ReGen: Generative Robot Simulation via Inverse Design

Part of International Conference on Representation Learning 2025 (ICLR 2025) Conference

Bibtex Paper

Authors

Peter (Phat) Nguyen, Johnson (Tsun-Hsuan) Wang, Zhang-Wei Hong, Erfan Aasi, Andrew Silva, Guy Rosman, Sertac Karaman, Daniela Rus

Abstract

Simulation plays a key role in scaling robot learning and validating policies, but constructing simulations remains labor-intensive. In this paper, we introduce ReGen, a generative simulation framework that automates this process using inverse design. Given an agent's behavior (such as a motion trajectory or objective function) and its textual description, we infer the underlying scenarios and environments that could have caused the behavior.Our approach leverages large language models to construct and expand a graph that captures cause-and-effect relationships and relevant entities with properties in the environment, which is then processed to configure a robot simulation environment.
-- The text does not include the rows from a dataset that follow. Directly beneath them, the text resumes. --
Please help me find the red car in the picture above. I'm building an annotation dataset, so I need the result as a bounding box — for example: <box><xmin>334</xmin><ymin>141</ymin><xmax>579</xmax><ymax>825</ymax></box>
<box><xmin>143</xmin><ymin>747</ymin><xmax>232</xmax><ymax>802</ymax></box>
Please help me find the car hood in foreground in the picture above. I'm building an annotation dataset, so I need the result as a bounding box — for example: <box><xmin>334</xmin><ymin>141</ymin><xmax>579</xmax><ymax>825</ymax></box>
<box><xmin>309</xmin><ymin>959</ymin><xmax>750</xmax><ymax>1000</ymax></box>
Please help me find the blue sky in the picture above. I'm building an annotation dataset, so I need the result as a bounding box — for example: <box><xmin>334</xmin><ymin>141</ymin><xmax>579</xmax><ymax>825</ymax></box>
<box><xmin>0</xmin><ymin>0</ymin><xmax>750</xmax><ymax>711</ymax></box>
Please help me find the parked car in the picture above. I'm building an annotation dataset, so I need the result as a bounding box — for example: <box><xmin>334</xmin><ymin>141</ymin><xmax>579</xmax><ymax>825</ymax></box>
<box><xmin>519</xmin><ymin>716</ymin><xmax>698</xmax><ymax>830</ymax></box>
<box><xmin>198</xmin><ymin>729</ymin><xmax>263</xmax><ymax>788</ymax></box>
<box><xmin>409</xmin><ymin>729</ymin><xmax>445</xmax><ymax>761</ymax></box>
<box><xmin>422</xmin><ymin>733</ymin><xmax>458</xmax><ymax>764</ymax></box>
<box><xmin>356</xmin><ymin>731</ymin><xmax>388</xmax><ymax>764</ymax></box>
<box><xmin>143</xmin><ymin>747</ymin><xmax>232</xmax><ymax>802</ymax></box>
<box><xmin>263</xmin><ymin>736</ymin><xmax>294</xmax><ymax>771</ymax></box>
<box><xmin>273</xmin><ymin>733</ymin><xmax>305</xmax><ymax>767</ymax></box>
Our approach supports (i) augmenting simulations based on ego-agent behaviors, (ii) controllable, counterfactual scenario generation, (iii) reasoning about agent cognition and mental states, and (iv) reasoning with distinct sensing modalities, such as braking due to faulty GPS signals. We demonstrate our method in autonomous driving and robot manipulation tasks, generating more diverse, complex simulated environments compared to existing simulations with high success rates, and enabling controllable generation for corner cases. This approach enhances the validation of robot policies and supports data or simulation augmentation, advancing scalable robot learning for improved generalization and robustness.